In Parallel: Non-anxious Parenting

While there are a lot of ways to raise children, there are a few parental qualities that I see repeatedly held up as ‘ideal’. Mainly, in an ideal situation, a parent will have high expectations of their children, while also showing them ample warmth and love. A parent will set and maintain appropriate limits. A parent will be relatively unflappable. As in, they are able to empathize with their children’s feelings while also maintaining clear limits – and they don’t take it personally when those feelings are less than positive.

Perhaps uncoincidentally, Edwin Friedman sees these same qualities as necessary for good leadership of any group of people, whether a family, a church, or a business.

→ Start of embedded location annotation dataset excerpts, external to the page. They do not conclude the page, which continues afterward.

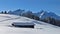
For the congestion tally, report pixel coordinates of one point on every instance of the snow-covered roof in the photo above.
(40, 27)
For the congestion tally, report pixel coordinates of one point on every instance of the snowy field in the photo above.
(40, 27)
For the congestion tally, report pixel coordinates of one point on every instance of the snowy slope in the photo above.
(40, 27)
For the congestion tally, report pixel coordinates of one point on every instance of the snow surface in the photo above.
(40, 27)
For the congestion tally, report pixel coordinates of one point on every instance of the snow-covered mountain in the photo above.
(40, 27)
(44, 14)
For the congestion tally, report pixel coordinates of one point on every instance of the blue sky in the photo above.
(33, 5)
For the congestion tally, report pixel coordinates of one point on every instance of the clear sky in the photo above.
(33, 5)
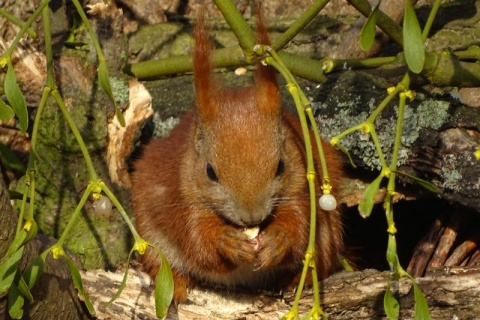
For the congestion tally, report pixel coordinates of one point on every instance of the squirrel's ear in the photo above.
(202, 69)
(268, 96)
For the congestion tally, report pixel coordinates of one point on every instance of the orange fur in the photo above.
(236, 161)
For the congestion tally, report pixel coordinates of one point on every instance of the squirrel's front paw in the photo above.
(235, 246)
(275, 245)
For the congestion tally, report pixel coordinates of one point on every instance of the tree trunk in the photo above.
(451, 293)
(54, 294)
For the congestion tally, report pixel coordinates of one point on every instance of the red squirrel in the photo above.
(234, 163)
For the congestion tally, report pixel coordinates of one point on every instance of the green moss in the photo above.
(432, 114)
(119, 90)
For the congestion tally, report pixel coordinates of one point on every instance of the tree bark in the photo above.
(450, 293)
(54, 294)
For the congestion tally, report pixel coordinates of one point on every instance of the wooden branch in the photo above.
(450, 292)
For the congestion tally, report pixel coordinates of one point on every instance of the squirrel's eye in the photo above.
(280, 168)
(211, 173)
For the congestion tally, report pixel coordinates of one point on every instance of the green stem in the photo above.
(88, 161)
(331, 65)
(16, 21)
(239, 26)
(384, 22)
(120, 209)
(31, 160)
(225, 57)
(299, 24)
(378, 147)
(318, 141)
(24, 204)
(431, 17)
(397, 144)
(48, 48)
(73, 218)
(472, 53)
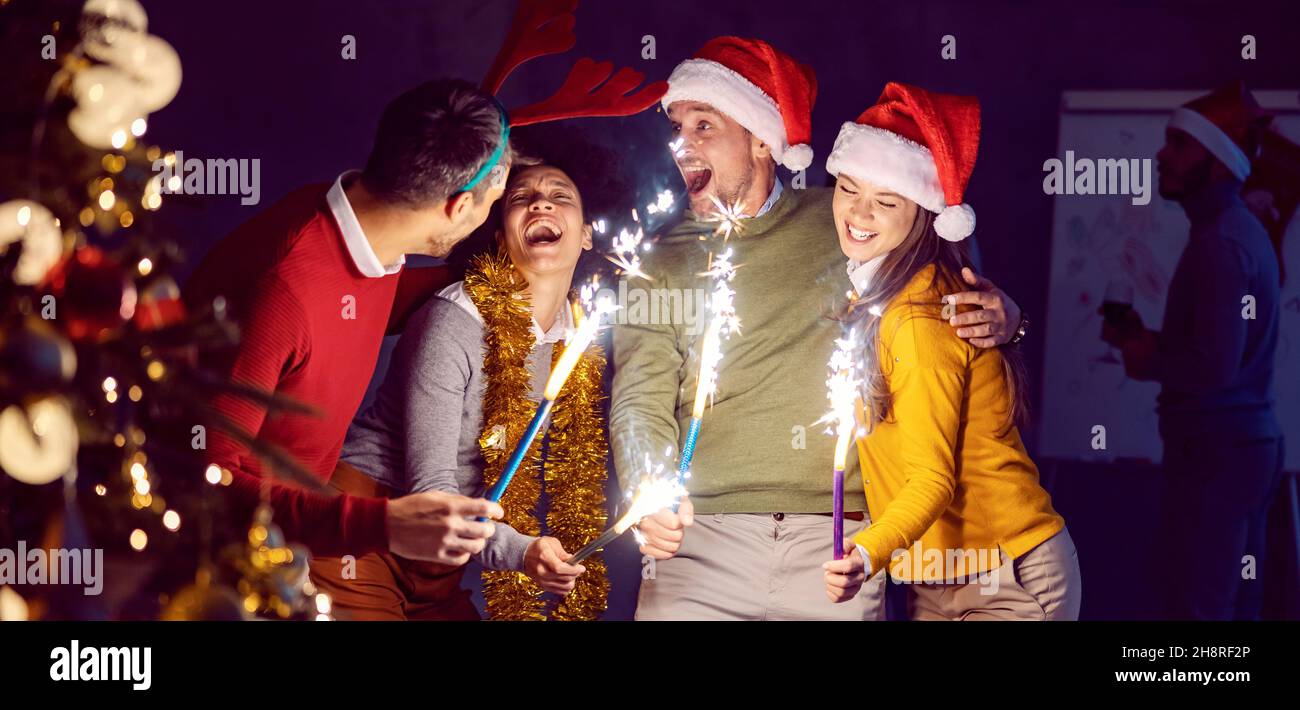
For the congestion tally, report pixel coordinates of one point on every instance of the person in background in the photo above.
(312, 282)
(748, 540)
(1213, 358)
(423, 431)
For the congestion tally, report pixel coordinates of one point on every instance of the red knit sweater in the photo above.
(312, 329)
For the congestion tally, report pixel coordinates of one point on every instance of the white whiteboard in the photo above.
(1097, 237)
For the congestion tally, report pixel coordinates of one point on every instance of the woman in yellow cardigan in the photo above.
(956, 503)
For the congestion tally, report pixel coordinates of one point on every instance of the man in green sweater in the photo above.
(759, 507)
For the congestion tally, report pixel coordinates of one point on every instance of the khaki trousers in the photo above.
(753, 567)
(1043, 585)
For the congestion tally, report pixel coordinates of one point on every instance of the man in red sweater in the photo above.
(312, 281)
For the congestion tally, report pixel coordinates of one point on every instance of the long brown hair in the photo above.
(921, 249)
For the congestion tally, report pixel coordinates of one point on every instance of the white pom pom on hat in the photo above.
(755, 85)
(956, 223)
(797, 157)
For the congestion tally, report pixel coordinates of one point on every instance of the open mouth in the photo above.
(697, 178)
(859, 234)
(542, 230)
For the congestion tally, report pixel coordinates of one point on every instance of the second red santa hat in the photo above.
(757, 86)
(921, 144)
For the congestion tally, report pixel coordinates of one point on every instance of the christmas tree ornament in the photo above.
(152, 65)
(38, 444)
(108, 102)
(37, 229)
(159, 304)
(107, 25)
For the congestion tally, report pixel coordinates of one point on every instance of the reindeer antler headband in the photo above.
(546, 27)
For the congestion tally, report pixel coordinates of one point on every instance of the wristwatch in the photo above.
(1019, 332)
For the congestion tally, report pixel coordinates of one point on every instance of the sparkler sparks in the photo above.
(843, 392)
(654, 493)
(628, 243)
(729, 219)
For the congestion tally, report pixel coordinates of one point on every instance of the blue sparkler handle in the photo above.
(688, 451)
(516, 458)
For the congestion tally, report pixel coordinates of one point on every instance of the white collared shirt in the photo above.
(771, 198)
(563, 324)
(862, 272)
(358, 246)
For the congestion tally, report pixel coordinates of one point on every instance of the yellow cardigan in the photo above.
(947, 476)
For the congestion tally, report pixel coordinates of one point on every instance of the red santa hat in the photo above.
(1227, 122)
(921, 144)
(759, 87)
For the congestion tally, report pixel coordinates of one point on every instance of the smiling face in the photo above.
(870, 220)
(1183, 165)
(719, 159)
(542, 219)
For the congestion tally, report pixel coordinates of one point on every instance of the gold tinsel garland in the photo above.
(576, 451)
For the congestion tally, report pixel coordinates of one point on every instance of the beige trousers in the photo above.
(753, 567)
(1043, 585)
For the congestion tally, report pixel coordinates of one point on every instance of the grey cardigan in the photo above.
(421, 432)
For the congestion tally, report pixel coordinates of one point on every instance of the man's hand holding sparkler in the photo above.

Leaders, he wrote, need to show nerve – the ability to step away from anxiety within the group, make thoughtful decisions, and then stick to them.

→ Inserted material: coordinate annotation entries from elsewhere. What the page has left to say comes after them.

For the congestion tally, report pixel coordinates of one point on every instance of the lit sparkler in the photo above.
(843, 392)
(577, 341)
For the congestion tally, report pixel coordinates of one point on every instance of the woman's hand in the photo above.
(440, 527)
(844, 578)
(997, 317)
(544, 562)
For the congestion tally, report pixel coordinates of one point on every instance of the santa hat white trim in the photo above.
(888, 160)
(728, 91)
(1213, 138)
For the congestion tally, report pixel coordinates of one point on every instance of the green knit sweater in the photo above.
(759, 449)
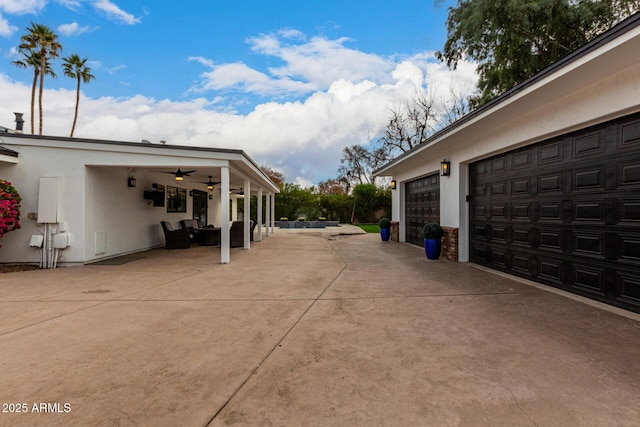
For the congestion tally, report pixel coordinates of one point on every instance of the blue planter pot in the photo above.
(432, 248)
(385, 233)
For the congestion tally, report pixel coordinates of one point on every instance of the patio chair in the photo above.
(192, 226)
(175, 239)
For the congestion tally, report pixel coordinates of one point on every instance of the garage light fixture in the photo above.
(445, 168)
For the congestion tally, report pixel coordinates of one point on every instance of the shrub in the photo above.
(432, 230)
(9, 208)
(384, 223)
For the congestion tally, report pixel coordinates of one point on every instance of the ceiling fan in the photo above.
(210, 184)
(180, 174)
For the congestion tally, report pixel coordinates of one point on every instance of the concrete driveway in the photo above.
(307, 329)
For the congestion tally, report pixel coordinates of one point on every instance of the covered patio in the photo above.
(109, 197)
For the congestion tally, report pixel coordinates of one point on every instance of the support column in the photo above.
(273, 212)
(259, 219)
(247, 213)
(267, 214)
(225, 241)
(234, 208)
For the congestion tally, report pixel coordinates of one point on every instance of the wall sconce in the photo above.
(445, 168)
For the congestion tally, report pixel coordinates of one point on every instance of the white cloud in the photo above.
(309, 66)
(21, 7)
(303, 138)
(6, 29)
(114, 12)
(72, 29)
(240, 77)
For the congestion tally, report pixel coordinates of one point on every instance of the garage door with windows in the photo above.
(564, 212)
(422, 205)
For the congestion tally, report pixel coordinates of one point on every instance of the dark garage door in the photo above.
(564, 212)
(422, 205)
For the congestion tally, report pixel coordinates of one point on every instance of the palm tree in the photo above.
(41, 39)
(31, 58)
(75, 68)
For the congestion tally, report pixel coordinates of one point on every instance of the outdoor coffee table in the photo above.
(209, 236)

Today I offer two articles about leadership. One of which discusses Friedman’s ideas in a church setting which I think is helpful for developing a concept of what non-anxious parenting could look like. The second gives something of a counterpoint: by using leadership books and theories, do we risk approaching parenting and homemaking as a business? (Interestingly, Friedman’s ideas come out of family systems theory…)

To Read In Parallel:

How Church Leaders Can be a Non-anxious Presence by Jo Carter for the Gospel Coalition

[Effective leaders] had the virtue of maintaining self-control and clear minds in difficult situations. They were able to remain calm, composed, and rational when faced with chaos and adversity, especially when others were panicking and unfairly attributing the blame to them. And in response, their serenity helped me feel more composed.

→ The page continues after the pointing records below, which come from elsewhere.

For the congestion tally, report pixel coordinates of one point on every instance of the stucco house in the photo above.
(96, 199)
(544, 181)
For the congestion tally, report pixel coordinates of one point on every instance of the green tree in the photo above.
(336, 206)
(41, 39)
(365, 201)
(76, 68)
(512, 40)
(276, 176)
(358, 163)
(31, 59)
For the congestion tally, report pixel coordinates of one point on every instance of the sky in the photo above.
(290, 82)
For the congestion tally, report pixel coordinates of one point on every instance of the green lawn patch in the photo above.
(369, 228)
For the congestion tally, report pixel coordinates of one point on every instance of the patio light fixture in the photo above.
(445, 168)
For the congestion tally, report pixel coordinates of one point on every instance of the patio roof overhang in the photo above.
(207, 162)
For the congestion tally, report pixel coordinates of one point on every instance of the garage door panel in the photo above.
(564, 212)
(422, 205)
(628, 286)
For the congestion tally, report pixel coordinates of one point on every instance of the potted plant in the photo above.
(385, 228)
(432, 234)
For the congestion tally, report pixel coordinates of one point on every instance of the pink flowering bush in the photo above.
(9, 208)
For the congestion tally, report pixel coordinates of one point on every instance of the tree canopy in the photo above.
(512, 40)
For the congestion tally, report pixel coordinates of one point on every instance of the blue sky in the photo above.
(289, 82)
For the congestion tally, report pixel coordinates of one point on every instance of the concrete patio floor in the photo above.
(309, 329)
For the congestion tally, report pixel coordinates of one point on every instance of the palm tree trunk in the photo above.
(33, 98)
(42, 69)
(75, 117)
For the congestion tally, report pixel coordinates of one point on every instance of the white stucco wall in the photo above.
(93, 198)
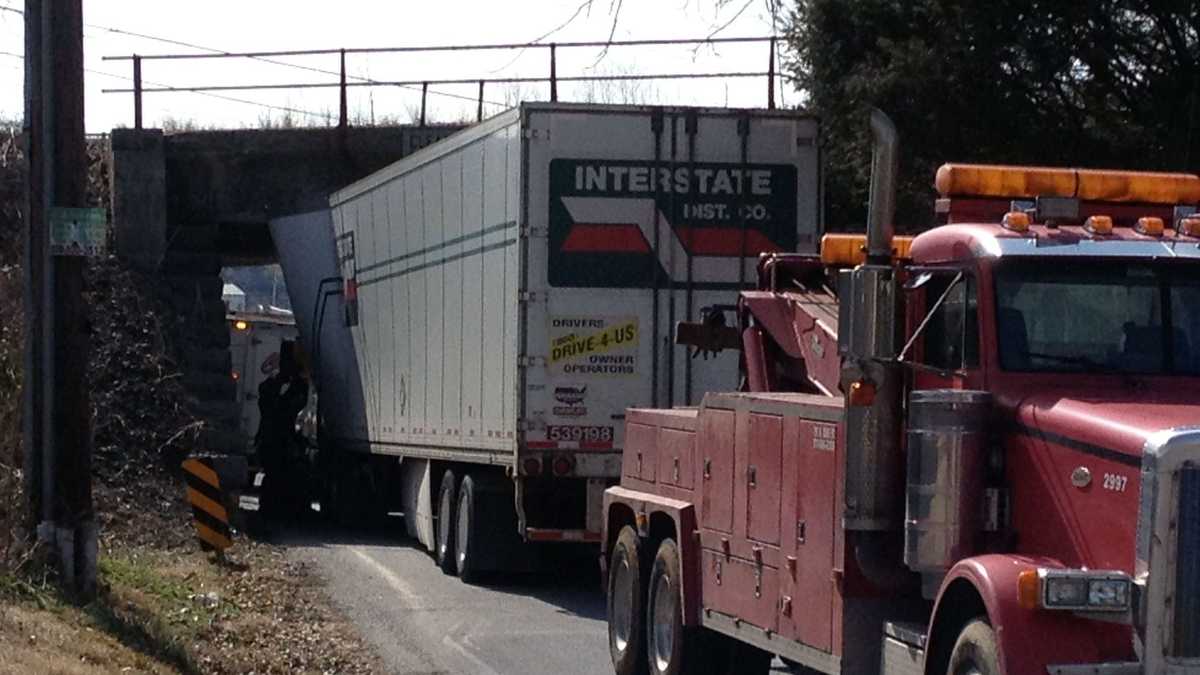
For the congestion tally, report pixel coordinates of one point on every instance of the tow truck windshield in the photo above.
(1093, 316)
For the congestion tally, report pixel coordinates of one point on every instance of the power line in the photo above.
(263, 59)
(221, 96)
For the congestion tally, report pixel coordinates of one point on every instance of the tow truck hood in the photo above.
(1117, 422)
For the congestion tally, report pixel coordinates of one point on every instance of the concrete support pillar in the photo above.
(139, 196)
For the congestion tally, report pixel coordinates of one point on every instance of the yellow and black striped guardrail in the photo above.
(208, 505)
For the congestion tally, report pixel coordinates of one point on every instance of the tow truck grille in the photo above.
(1187, 560)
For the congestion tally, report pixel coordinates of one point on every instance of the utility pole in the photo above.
(58, 316)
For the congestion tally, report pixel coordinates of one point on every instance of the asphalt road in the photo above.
(421, 621)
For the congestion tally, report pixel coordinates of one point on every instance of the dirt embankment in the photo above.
(165, 607)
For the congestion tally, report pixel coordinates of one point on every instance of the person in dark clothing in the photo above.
(281, 398)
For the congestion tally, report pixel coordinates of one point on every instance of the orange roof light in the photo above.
(1150, 226)
(1090, 185)
(851, 249)
(1017, 221)
(1098, 225)
(1189, 227)
(1029, 589)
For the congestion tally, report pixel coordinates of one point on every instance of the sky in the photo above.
(261, 25)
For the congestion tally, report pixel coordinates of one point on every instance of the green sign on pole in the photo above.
(78, 232)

Lead vs Leader vs Leadership by Tim Suffield

If…your leaders are called leaders, it shouldn’t surprise you if they start to act like people running a corporation or charity rather than elders and deacons.

Have you found remaining ‘unflappable’ and ‘non-anxious’ an effective way of parenting your children? Do you ever struggle with the temptation to reduce parenting and homemaking to something less than what it is (perhaps by attempting to ‘hack’ it)?